Mistakes are the best – because we learn from them

As usual, Jonathan understood immediately what I meant – “We’ll never do that again! Lesson learned. In the future we will listen to people who really know what they are talking about.” Einstein is believed to have said – “Learning is experience. Everything else is just information.” As simple as that.

A few days after the duck leg fiasco, Thorsten, head of sales at a very successful company, had scheduled a coaching session with me. He complained to me about his new CEO, who has been in charge of the company for six months. The CEO had his doubts about Thorsten’s sales strategy, even though sales had actually increased in 2020 and had helped the company achieve a double-digit rate of return, as always. Instead of continuing with the tried-and-tested regional concept, the CEO now wants to rely on a local strategy.

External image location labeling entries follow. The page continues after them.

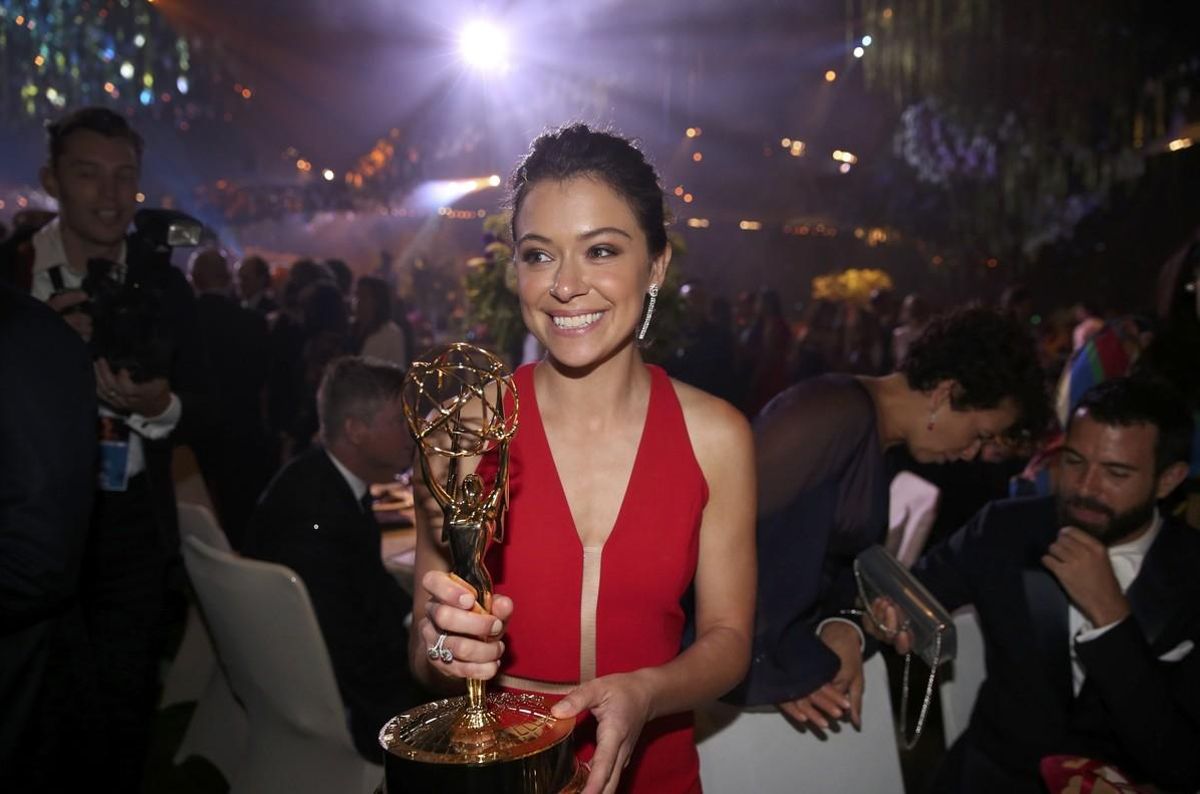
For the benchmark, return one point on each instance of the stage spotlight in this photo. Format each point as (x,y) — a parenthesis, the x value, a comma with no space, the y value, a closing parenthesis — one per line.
(484,47)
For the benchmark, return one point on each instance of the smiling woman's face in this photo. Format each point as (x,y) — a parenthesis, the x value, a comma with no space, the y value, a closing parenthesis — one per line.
(583,269)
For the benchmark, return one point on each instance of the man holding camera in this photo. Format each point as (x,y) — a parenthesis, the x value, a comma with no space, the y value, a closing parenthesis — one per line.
(138,316)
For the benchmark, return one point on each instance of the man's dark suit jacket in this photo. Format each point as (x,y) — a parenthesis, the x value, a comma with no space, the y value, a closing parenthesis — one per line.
(47,479)
(310,522)
(1134,710)
(238,457)
(189,380)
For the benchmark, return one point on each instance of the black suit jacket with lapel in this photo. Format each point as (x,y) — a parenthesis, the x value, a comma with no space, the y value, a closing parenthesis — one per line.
(310,521)
(1134,710)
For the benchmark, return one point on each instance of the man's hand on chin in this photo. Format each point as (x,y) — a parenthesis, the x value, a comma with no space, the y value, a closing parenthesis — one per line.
(1081,565)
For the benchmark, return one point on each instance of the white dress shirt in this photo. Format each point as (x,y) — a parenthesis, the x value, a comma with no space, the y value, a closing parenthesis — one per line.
(358,485)
(1126,559)
(48,253)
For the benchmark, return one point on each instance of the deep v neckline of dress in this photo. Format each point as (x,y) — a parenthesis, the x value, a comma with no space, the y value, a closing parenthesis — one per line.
(558,479)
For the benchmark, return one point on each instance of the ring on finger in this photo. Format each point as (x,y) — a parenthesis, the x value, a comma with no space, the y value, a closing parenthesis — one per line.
(438,651)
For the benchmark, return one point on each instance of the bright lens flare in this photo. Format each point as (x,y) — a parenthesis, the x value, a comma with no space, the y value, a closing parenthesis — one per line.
(484,46)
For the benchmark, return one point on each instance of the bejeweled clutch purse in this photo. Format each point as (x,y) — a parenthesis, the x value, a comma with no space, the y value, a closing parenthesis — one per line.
(880,575)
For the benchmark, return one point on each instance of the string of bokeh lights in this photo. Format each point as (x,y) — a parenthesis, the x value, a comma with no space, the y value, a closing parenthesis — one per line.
(59,54)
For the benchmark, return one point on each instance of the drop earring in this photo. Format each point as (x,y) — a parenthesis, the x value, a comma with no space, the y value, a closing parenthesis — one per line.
(649,312)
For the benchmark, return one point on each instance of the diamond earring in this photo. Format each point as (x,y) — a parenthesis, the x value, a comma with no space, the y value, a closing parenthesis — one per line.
(649,312)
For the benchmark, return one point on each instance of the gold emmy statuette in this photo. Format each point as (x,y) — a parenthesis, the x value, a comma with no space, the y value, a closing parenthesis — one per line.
(498,743)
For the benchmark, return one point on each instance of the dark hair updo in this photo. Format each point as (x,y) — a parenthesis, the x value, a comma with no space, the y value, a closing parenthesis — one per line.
(577,150)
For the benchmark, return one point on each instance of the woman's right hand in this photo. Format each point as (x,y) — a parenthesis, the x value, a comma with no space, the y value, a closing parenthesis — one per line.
(885,625)
(474,637)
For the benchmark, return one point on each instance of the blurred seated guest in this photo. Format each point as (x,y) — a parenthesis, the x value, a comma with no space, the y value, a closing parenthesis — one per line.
(255,286)
(47,481)
(1090,607)
(706,352)
(970,379)
(316,518)
(375,334)
(913,317)
(238,458)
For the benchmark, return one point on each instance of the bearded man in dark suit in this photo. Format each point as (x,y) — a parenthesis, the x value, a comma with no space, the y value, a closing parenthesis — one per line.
(316,518)
(1090,607)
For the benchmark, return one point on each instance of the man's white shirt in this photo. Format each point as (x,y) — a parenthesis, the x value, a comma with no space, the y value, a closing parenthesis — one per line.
(48,253)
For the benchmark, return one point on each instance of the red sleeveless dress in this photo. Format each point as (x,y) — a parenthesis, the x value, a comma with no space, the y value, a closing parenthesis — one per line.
(581,613)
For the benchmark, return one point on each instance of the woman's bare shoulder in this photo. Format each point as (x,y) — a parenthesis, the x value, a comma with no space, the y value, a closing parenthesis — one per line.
(715,427)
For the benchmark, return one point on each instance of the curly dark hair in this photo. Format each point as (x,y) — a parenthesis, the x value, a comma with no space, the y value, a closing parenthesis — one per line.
(579,150)
(990,356)
(1143,399)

Thorsten was close to despair – “Lara, I used all my powers of persuasion and explained to the CEO that we had already tried this several times in the past but that it hadn’t worked. He just won’t listen to me. Now I even have to assign some of my employees to this nonsense!” Thorsten became increasingly angry.

I asked him – “What does it mean to you that your CEO won’t listen to you?”
Thorsten – “I find it disrespectful and ignorant!”
I responded – “That is one possibility. The other is that sometimes we just have to try things ourselves to understand that they don’t work.”

I told Thorsten the duck leg story. We had a good laugh.

 

Take it personally – and suffer!

Me – “Thorsten, you can take your CEO’s approach personally. The question is – who suffers?”
Thorsten – “I do!”
Me – “You can rebel against it, fight against your boss. But you could also try to understand that you cannot stop him.”
Thorsten – “But it’s costing the company a lot of money.”
Me – “What was the rate of return again in your company?”
Thorsten – “20%”
Me – “I wonder how much it will decrease if you rely on the local concept for a year?”
Thorsten – “It will decrease by 15%.”
Me – “Your calculation may be accurate, but it does not change the fact that you cannot control your boss. The only form of control we have is self-control.”
Thorsten – “Are you saying that I should just give up?”
Me – “What would be a wise decision?”
Thorsten, skeptical – “To stop fighting?”
Me – “How many times did YOU try the local concept before you realized that it didn’t work?”
Thorsten – “A few times.”
Me – “You learn from experience. How about giving your CEO the same chance you had?”

 

Detachment – helping the brain to get unstuck

Thorsten visibly relaxed. Our brain is a brilliant problem-solver. Only sometimes it gets stuck with problems that we cannot solve. Detachment also means letting them go, accepting reality, and dealing wisely with the situation. Thorsten is one of those smart coachees who understand that. It is a privilege to work with someone like him. He tells me that since our coaching session, he has been finding it easier to take some of his CEO’s decisions less personally. Not everything is hunky-dory between the two of them, but it helps Thorsten to avoid unnecessary fights. This has something to do with wisdom and efficiency. I have not yet found out whether the CEO is aware of this. I would be very interested in his experience.

Prior to the lockdown, however, I had a feedback session with the managers whose employees attended the expert program. I was interested in finding out the extent to which they perceived changes in their employees. One manager, let’s call him Peter, spoke up – “My employee Daniel said: ‘I learned that I should not be so hard on myself.’” Peter paused. “And that I also shouldn’t be so hard on you, Peter.” My hope is that as a result Peter will also find it easier to listen to his employee in the right situations, because he knows what’s what. He is a really clever guy.